IEEE Transactions on Image Processing, vol. 16, no. 11, pp. 2778-2786,
November 2007.
A generalization of the framework of the March 2007 paper below,
emphasizing image denoising with redundant transformations (not
necessarily wavelets).
- F. Luisier, T. Blu, M. Unser, "A New SURE
Approach to Image Denoising: Inter-Scale Orthonormal Wavelet
Thresholding," IEEE Transactions on Image Processing, vol. 16, no. 3, pp. 593-606, March 2007.

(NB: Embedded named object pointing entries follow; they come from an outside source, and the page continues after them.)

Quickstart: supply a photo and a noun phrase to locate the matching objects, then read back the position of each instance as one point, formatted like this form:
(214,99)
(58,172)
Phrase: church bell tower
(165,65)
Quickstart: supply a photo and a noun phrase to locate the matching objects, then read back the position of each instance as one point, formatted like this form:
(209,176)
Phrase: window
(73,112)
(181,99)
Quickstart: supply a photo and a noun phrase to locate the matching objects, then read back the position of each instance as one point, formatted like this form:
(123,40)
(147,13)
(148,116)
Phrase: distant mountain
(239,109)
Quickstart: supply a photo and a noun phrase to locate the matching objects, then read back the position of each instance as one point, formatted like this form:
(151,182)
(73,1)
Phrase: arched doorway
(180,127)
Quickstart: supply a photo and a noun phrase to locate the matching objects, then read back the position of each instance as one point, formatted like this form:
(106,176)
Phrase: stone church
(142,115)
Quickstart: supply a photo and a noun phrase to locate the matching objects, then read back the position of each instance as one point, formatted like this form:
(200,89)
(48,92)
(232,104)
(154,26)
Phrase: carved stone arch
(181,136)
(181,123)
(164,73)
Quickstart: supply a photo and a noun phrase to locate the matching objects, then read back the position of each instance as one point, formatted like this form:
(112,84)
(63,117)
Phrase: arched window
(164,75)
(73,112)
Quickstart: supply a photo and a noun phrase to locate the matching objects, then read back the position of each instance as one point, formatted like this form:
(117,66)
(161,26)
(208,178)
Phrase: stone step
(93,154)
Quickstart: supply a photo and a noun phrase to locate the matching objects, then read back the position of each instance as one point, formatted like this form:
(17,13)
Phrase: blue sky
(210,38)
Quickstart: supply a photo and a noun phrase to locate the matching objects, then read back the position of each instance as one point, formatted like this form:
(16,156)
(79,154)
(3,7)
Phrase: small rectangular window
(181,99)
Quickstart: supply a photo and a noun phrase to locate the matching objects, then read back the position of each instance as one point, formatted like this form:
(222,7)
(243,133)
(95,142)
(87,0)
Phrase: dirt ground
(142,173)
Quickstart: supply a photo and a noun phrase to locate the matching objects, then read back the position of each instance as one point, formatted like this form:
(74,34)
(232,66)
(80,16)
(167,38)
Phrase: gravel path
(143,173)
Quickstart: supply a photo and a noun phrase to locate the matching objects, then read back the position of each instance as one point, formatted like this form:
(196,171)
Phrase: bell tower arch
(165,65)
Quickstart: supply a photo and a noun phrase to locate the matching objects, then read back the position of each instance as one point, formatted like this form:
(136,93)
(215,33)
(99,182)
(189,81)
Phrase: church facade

Thanks to a statistical unbiased estimate of the MSE (the SURE), we show how it is possible to
optimize the non-linear denoising of joint wavelet subbands, without making
any assumption on the non-noisy underlying image. This paper is listed in the Reader's Choice column
of the Signal Processing Magazine (September 2007 and January 2008 issues). Check our online demo.
Approximation and sampling
- P.L. Dragotti, M. Vetterli, T. Blu, "Sampling Moments and Reconstructing Signals of Finite Rate of Innovation: Shannon Meets Strang-Fix,"
IEEE Transactions on Signal Processing, vol. 55, no. 5, part 1, pp.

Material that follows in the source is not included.